When Jeff spoke, his deep voice was surprisingly soft. "Mother always said that for every life that's taken, another is brought into the world. She said that's what'd happened with Lucy and Alan." He waited until Kyrano's eyes met his again. "Instead of making me feel better, it always made me wonder when my other four would be taken from me."
"But they haven't been," Kyrano noted. "Even given what they've dedicated their lives to."
Jeff nodded and then, as though responding to an internal dialog, shook his head. "I'm glad Tin-Tin and the babies are okay."
Kyrano felt his throat close up when the reality of how close he'd come to losing his only child slammed into him like a tsunami wave battering a lone tree. Tin-Tin had only been gone for a handful of seconds when the doctors had gotten her heart beating again. Those seconds had stretched into an endless black eternity from which Meor had been unable to escape.

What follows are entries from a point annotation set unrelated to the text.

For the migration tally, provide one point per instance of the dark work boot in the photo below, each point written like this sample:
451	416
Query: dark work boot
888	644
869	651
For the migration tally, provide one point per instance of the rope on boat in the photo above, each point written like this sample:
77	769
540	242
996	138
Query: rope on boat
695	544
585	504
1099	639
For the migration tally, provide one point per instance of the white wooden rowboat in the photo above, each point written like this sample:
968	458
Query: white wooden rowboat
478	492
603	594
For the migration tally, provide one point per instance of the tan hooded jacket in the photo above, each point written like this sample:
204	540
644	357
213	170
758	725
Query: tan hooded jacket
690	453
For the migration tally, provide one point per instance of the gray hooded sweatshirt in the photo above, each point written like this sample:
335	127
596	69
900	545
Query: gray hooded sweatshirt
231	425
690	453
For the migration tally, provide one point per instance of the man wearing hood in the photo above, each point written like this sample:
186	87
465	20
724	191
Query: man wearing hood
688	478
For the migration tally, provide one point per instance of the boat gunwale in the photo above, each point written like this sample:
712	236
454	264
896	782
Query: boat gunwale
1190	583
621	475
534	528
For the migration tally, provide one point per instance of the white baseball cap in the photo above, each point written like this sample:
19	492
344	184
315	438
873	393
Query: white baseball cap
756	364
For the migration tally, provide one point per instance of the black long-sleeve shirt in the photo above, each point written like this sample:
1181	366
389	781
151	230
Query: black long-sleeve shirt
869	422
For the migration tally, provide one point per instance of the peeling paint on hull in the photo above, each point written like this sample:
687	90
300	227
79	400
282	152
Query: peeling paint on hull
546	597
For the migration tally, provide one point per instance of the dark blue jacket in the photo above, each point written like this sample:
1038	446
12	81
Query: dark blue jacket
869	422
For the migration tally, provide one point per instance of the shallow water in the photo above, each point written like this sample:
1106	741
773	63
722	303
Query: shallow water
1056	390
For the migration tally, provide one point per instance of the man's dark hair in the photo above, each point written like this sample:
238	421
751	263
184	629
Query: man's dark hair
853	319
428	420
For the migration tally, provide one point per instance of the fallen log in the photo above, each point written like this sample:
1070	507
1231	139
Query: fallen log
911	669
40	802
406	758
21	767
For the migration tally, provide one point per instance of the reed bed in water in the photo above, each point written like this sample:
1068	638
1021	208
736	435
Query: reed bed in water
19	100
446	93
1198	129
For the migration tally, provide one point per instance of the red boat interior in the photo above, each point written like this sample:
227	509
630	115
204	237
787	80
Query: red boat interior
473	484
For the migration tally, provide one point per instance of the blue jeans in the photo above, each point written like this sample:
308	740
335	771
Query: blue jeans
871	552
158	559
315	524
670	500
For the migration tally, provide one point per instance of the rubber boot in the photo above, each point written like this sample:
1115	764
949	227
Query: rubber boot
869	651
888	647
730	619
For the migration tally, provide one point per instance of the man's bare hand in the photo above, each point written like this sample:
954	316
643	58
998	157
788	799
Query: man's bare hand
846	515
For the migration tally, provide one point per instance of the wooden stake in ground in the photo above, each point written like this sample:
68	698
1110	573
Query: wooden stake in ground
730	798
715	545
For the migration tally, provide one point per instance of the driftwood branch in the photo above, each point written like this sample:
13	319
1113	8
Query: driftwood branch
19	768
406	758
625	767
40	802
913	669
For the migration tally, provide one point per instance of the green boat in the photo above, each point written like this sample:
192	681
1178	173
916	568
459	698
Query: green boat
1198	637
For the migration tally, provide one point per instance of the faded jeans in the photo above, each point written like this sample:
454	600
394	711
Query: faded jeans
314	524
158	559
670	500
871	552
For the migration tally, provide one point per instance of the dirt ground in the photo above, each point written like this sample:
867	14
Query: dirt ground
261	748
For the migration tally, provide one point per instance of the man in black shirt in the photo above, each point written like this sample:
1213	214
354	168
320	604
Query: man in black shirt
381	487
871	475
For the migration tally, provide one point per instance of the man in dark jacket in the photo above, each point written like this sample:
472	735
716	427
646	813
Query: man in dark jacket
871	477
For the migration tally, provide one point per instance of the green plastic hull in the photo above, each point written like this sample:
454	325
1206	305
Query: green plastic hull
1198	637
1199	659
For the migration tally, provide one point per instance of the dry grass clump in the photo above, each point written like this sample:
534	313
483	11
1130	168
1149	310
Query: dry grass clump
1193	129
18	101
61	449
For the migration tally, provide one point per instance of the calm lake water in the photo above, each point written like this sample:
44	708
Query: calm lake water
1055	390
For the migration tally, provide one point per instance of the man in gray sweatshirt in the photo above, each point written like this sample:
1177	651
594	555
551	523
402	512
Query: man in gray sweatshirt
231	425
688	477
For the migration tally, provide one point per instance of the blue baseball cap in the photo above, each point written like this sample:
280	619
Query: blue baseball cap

He realized, as Jeff placed his hand upon his shoulder, that this man understood being mercilessly assaulted by grief. Punctuated by Jeff's rumbled, "I'm here."
Tears sprang to Kyrano's eyes. A smile tried to appear, but it slid back into the features of his face as though it simply hadn't enough reason to try harder. He averted his gaze. Before he could stop them, words tumbled forth from his lips in a voice that shook as much as his insides. "What do you see?"
A long moment of silence stretched between them. Slowly, Jeff's hand slid away, the corners of his mouth curving slightly upwards. "I see someone who's spent so long taking care of all of us that he's forgotten to take care of himself."
The truth in those words hit home with such force that it felt like he'd been roundhouse-kicked in the solar plexus. A whoosh of air as he bent forward, hands gripping his thighs painfully.
A hand palm-flat on his back. "Mirrors don't lie, Meor."
The tremors slowly abated as energy flowed from one man to another, a feedback loop forming, binding, strengthening.
Kyrano took a deep breath, forced himself upright and grabbed his robe from the nearby love seat where he'd carelessly tossed it hours before. He shucked it on and as he was tying the sash, looked at the mirror again.
Somehow, with Jeff standing there beside him, the lines in his face didn't seem so pronounced. The sadness around his eyes faded away and rather than making him feel old, the color of his hair made him proud of the fact that he'd survived long enough to see it change from the jet-black it once had been.
"Come on." Jeff gestured toward the door as he reconstructed his own protective walls. "I'll take you out to breakfast in Auckland and then we'll visit the hospital."
Kyrano nodded and as the door swished open, whispered, "Thank you."
Jeff stopped, turned and gave him a small smile, then continued on his way. When the door had finished closing behind him, Kyrano looked at himself in the mirror once more. His daughter was alive. He was the grandfather of two beautiful baby boys. As the violin slowly slid from its final crescendo into the wistful strains that would bring this piece of music to a close, Kyrano knew that he could no longer hide. Not from Jeff. Not from his daughter.
Not from himself.
It was a time of joy now. A time of new beginnings. And not just because two newborn Tracys awaited the arrival of their two grandfathers. Kyrano realized in a stark moment of clarity that he'd never stopped running even after coming to live in the sanctuary Jeff had offered him all those years ago. His body had stayed put, but his mind and heart had both continued to flee the horrors of his life.
Finally, he could begin to let it all go. And in his face now, as this new knowledge permeated every cell of his being, Kyrano saw something he hadn't seen in longer than he could remember: peace.